Le développement de photographies est une pratique en voie de raréfaction. Pourtant, le fait d’utiliser la lumière pour transférer le dessin d’un masque sur une couche photosensible est un terrain de recherche prolifique… mais à des échelles microscopiques. C’est le principe de la photolithographie, une technique fondamentale pour créer notamment les minuscules circuits et composants électroniques de nos objets connectés.
À IMT Atlantique, Kevin Heggarty explore depuis près de vingt ans cette technologie, et en particulier le phototraçage parallèle. Le chercheur et son équipe mobilisent leur expertise sur le projet européen FABulous, pour fabriquer des composants optiques avec des surfaces fonctionnelles en 3D à micro-échelle et haute résolution.
L’écriture au laser : de deux à trois dimensions
Le phototraçage ou photolithographie est l’écriture de motifs à l’aide d’un faisceau lumineux (laser) ou d’électrons, dans des matériaux photosensibles, typiquement de la résine photopolymérisable. Cette dernière, par exemple, polymérise sous l’action de la lumière : elle passe d’un état liquide-pâteux à un état solide. Sa surface est ensuite rincée, évacuant la résine encore à l’état liquide et ne laissant que la résine polymérisée.

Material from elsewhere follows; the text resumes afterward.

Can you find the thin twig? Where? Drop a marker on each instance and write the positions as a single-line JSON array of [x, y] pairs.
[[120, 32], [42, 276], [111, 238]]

Cette technique permet de fabriquer des structures en 2D, sur des couches de résine fines ; mais aussi des structures en 3D, dans des couches de résine plus épaisses, « comme une imprimante 3D, mais avec une résolution plus petite qu’un micron », illustre Kevin Heggarty. Elle requiert alors l’utilisation de laser à impulsion ultra-court, dit « femtoseconde ». « Ces lasers augmentent l’intensité lumineuse instantanée, avec pour effet de ‘confiner’ la polymérisation en 3D. Ce qui n’est pas le cas des sources lumineuses simples, type LED ou laser classique, qui polymérisent tout sur leur passage. Il est alors très difficile, voire impossible, de faire des structures 3D haute résolution », complète le chercheur. Cette technique spécifique de photolithographie est appelée « multi-photons ».
Vers un phototraçage multi-faisceaux plus rapide
Si la technologie du phototraçage est employée depuis près de quarante ans pour l’écriture en 2D, le phototraçage 3D n’est, lui, commercialisé que depuis une petite dizaine d’années. La technique est appliquée à de nombreux domaines : en optique et en photonique notamment, pour la fabrication de structures de la taille d’une longueur d’onde. Elle est utilisée par exemple pour fabriquer des filtres de couleurs ou des filtres anti-reflets pour les caméras automobiles, mais intéresse également les biologistes, pour la conception d’échafaudages micro-nanoscopiques pour aider à la culture de cellules. La technologie est cependant commercialisée sous sa forme mono-faisceau, c’est-à-dire qu’elle n’utilise qu’un seul faisceau qui trace point par point « L’écriture prend donc un certain temps », souligne Kevin Heggarty.
Pour y palier, le chercheur et son équipe explorent depuis une vingtaine d’années une technique qui consiste à écrire avec plusieurs faisceaux laser en parallèle – et donc plus vite : le phototraçage parallèle. Si le procédé a déjà été appliqué au phototraçage mono-photon (en deux dimensions), il n’avait en revanche jamais été combiné à du multi-photons … jusqu’à de récentes avancées en la matière. Sollicitée pour son expertise, l’équipe de Kevin Heggarty rejoint alors le projet H2020 PHENOmenon, « pour essayer d’appliquer notre savoir-faire sur la parallélisation de l’écriture à cette nouvelle technique de lithographie multi-photons », expose le chercheur.